Demystifying the mechanism of NMP ligands in promoting Cu-catalyzed acetylene hydrochlorination: insights from a density functional theory study

Abstract

For acetylene hydrochlorination, as a substitute for toxic mercury catalysts, Cu-based catalysts are probably the most promising and highly active non-noble metal catalysts. Here, density functional theory (DFT) was used to reveal the mechanism for how the NMP ligand significantly promotes the activity and stability of the Cu-catalyzed acetylene hydrochlorination reaction.
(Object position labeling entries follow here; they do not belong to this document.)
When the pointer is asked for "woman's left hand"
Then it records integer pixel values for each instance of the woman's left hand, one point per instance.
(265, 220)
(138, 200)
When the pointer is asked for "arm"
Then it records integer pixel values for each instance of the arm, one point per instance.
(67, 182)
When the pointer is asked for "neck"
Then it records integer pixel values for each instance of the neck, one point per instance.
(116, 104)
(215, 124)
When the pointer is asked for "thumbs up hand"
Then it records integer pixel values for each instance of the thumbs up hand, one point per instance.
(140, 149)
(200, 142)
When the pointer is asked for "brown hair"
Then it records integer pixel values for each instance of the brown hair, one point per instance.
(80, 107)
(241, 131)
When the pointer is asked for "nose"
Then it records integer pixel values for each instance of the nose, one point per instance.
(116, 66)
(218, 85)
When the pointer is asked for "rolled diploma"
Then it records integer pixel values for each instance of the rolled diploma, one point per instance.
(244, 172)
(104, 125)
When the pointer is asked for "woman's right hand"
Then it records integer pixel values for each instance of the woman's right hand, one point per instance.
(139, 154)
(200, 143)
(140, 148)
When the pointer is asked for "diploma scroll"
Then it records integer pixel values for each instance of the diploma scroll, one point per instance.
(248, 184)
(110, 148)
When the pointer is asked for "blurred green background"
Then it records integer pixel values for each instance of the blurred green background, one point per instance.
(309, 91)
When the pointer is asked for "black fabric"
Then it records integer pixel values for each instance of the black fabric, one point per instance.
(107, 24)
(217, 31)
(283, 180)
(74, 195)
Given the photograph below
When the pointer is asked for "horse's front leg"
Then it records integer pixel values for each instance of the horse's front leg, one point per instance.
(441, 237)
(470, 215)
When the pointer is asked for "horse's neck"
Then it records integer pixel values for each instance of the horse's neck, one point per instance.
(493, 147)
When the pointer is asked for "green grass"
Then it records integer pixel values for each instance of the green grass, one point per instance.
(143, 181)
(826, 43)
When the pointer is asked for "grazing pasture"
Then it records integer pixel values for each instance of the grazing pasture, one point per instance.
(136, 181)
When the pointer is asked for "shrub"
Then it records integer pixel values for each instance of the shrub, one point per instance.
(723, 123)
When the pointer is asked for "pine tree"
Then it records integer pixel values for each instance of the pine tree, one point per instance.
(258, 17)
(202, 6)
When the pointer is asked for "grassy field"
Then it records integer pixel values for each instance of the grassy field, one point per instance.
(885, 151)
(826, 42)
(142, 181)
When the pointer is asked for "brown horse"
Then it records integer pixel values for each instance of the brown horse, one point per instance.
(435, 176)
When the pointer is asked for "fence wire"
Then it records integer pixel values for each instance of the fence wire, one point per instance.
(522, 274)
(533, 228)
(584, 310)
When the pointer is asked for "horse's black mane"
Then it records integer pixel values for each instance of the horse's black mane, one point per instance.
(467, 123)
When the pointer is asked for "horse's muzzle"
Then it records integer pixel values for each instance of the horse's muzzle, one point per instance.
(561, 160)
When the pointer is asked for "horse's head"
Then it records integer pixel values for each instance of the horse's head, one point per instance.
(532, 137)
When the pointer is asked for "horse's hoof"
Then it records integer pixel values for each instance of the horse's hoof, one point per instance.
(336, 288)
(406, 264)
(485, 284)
According to the experimental and DFT results, the high activity of the NMP coordinated Cu-based catalyst is attributed to the catalyst–ligand and substrate–ligand interactions, which stabilize the substrate-Cu(II)-ligand complex in the catalytic cycle. Moreover, the most important two stages were investigated in detail: the reduction of (i) Cu^α+ to Cu⁰ and (ii) Cu²⁺ to Cu⁺ during the reaction process. The results demonstrate that the NMP ligand prevents high valence Cu²⁺ from being reduced due to the geometric distortion influence and the hydrogen bond interaction between the catalysts and ligands. Also, NMP could inhibit the carbon deposition by avoiding the formation of Cu(0) and its strong adsorption of acetylene on the surface.